De Bakabusi Nengre (letterlijk: "De negers achter het bos") waren een groep marrons in Suriname. Ze worden ook wel Brooskampers genoemd, naar hun beroemde leider Broos.

Kerk in Rorac (1900)

Het is onzeker wanneer de eerste leden van deze groep het bos in vluchtten. In ieder geval woonde de groep al sinds 1740 in de moerassen rond de bovenloop van de Surnaukreek, een zijtak van de Surinamerivier. Dit moeras werd Kaaimangrasi genoemd, omdat de eerste gevluchte slaven volgens de legende door een grote kaaiman naar de overkant gedragen werden. In 1772 sloot een deel van hen zich aan bij de volgelingen van de bekende Surinaamse vrijheidsstrijder Boni.[1]

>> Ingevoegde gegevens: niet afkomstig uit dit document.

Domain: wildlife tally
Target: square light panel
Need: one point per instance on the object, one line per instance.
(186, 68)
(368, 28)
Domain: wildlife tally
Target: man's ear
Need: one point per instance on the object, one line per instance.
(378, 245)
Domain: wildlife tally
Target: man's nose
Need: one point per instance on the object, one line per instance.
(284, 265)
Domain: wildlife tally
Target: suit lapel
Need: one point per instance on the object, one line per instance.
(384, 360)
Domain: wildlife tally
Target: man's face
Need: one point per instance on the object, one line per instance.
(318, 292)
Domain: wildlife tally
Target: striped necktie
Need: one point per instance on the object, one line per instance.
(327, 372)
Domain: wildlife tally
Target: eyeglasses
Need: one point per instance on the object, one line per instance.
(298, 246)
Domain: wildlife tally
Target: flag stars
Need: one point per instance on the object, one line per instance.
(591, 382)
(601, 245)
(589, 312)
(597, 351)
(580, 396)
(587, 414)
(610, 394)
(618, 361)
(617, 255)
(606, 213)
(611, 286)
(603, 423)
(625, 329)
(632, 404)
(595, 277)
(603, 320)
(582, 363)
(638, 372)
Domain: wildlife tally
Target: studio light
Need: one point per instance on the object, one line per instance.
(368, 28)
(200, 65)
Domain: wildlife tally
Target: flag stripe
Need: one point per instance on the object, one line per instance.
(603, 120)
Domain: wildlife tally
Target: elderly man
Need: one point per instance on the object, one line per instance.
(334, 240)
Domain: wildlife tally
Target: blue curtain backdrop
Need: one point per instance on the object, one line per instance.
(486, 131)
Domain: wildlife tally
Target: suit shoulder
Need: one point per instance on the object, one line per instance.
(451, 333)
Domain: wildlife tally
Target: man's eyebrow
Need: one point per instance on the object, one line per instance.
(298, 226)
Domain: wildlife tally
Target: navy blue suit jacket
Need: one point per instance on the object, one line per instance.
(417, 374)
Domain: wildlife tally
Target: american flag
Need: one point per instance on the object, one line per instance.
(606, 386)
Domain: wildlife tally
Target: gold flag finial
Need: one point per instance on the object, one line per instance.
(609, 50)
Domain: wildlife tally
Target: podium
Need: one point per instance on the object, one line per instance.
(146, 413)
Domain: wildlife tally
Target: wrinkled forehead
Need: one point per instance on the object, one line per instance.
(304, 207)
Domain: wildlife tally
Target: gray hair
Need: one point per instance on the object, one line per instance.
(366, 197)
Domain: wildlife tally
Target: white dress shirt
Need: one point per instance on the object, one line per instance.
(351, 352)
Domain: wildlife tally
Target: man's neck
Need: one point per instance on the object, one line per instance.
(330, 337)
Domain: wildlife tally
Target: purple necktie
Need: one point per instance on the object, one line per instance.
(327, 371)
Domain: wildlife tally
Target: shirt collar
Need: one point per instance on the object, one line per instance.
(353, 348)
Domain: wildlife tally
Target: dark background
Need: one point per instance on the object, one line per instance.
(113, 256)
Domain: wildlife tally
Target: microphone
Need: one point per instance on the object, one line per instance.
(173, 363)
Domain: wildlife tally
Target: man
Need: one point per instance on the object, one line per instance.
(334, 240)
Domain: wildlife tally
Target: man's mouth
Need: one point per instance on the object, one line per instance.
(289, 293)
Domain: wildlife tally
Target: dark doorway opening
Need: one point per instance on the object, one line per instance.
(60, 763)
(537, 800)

In 1862, een jaar voor de afschaffing van de slavernij, werd tegen de Bakabusi Nengre een laatste militaire expeditie uitgezonden. Van 3 tot 9 november[2] trokken onder leiding van kapitein Steenberghe 70 militairen, 40 lastdragers en 40 kappers het oerwoud in. Hun doel was het vernietigen van het kamp van de Marrons. Zij werden echter verslagen door de Brooskampers, die geleid werden door de broers Broos en Kaliko.[1]

In 1863, bij de afschaffing van de slavernij, telden de Bakabusi Nengre ongeveer 200 leden.[1] Bij Koninklijk besluit werd de verlaten plantage Rorac[voetnoot 1] aan de nakomelingen van Broos en Kaliko geschonken. Een deel van de Marrons verliet daarop het oerwoud en ging op de plantage wonen. Hun nakomelingen dragen o.a. de familienamen Babel, Landveld en Meiland.[3]

In de jaren twintig van de twintigste eeuw werd op Rorac bauxiet ontdekt. De nakomelingen van de Brooskampers die zich daar gevestigd hadden vertrokken tegen een gulle verhuispremie naar Paramaribo, waar hun families nog steeds leven.[2]